Earlier this week, Demi Lovato was interviewed on a podcast and mentioned that, while she had previously identified with they/them pronouns, she’d recently been feeling more feminine, and has taken to using she/her pronouns again alongside her they/them pronouns. “Good for Demi!” I thought as I strode through South London, before shrugging it off, rushing on my way to dinner with a bunch of queer friends in some clippy-cloppy boots that make that deeply satisfying clippy-cloppy sound, a sound so chic and chaotic that I forget my gender and remember that I’m the main character in a movie about a fashion intern who makes it to the top!

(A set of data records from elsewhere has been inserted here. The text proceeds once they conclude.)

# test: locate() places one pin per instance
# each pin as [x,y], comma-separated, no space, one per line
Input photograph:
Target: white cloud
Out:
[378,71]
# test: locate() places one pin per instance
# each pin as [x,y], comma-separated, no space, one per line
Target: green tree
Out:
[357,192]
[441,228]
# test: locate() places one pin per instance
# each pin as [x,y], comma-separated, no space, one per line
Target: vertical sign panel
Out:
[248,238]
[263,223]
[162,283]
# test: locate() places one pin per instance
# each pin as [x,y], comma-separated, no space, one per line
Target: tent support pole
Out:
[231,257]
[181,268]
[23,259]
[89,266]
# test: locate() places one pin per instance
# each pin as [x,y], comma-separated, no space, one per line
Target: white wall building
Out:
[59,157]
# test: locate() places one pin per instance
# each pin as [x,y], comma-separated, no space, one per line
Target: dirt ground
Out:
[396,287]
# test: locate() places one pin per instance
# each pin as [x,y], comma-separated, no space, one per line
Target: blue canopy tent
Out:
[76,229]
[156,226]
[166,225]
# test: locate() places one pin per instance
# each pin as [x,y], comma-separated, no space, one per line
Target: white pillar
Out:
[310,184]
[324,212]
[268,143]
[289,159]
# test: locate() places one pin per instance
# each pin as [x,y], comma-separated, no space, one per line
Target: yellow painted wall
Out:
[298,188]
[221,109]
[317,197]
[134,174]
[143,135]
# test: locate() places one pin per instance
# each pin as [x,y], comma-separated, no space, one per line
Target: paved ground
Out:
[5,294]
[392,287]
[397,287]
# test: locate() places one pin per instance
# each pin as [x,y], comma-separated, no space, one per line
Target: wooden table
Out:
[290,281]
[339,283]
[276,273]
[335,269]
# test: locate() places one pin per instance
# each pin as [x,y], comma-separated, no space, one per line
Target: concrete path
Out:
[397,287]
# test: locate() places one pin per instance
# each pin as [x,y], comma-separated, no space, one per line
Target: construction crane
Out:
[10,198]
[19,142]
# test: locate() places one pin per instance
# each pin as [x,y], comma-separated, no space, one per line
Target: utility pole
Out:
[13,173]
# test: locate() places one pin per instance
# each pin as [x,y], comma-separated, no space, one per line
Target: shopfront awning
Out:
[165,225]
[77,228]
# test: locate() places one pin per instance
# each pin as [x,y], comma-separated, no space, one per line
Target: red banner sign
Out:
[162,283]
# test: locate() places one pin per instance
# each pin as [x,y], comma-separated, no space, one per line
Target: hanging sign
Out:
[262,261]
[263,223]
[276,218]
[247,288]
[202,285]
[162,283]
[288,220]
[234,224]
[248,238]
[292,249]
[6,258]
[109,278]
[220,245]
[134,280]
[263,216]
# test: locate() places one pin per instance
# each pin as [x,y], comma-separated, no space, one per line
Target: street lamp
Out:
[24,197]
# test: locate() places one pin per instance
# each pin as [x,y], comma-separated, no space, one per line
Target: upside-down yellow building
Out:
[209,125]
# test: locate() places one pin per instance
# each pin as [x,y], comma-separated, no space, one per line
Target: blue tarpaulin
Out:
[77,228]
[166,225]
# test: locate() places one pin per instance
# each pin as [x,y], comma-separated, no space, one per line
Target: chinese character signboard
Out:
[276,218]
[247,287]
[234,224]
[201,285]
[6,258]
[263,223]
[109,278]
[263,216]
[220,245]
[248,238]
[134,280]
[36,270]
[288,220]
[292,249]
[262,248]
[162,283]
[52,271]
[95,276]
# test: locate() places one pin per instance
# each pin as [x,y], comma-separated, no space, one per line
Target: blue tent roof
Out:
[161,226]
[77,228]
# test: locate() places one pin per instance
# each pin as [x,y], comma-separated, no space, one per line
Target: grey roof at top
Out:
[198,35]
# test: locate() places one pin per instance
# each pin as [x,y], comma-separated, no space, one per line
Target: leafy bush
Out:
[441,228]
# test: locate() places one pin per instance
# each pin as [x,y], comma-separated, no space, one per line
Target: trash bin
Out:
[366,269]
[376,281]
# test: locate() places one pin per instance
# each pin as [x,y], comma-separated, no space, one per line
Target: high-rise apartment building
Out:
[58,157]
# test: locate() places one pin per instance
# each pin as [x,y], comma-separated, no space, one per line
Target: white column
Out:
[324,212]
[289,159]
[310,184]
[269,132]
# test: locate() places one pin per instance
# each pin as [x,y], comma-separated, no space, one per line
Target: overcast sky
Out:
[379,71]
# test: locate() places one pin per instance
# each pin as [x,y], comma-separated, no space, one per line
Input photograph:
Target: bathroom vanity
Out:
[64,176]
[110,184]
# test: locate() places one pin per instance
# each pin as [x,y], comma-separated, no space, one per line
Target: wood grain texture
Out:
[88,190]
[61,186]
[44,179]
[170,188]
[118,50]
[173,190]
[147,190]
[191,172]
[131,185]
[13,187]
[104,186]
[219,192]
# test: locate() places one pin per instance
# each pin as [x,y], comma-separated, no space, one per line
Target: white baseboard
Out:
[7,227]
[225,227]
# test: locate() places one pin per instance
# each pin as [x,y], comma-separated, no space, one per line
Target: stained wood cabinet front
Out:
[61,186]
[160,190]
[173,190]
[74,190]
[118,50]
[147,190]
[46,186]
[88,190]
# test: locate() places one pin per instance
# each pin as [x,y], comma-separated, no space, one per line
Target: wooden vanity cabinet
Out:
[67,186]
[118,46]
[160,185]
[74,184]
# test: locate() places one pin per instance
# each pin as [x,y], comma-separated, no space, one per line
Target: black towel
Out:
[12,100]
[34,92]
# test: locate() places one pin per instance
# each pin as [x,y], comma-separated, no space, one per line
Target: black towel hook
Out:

Of course, when I got to dinner, none of the girls even mentioned Demi. Sure, they would have all read the articles, but like I said, when we get together we want to talk about clothes, dates, socialism. Just girlie things. Our solidarity with Demi is unspoken in private, because it seems so obvious. But as dinner drew to a close, we were going through our final points on the agenda, and I found myself talking about how I was feeling about my they/them pronouns. That they still fit, in many ways, but have become a limit in many ways too. Not because of the pronouns themselves—or anything to do with non-binariness, which is still where I firmly live—but precisely because of email bios and genderless fashion (no!) and society’s lack of imagination. Now, they/them just means “in-between.” Now, I am just a they/them-who-looks-like-a-bloke. The forest has got less bright, and I find it harder to locate on my internal map.
“Well, what do you want?” one of my friends said. As if it were that easy.
“I don’t know,” I replied, realizing in that moment that maybe it was that easy.
And that was it. All I needed to say was “I don’t know,” and I felt momentarily freed from the shackles of always having to know. It often feels like everyone requires an answer; everyone must be in stasis because flux is too scary. My friend Travis Alabanza talks a lot about the idea of our non-binary identities becoming simply a “third legible gender.” But Demi’s coming out served as a reminder that to change your pronouns as you please should be a nothing, should be simple, should create no waves or ripples if all these pronouns in our email bios mean anything at all.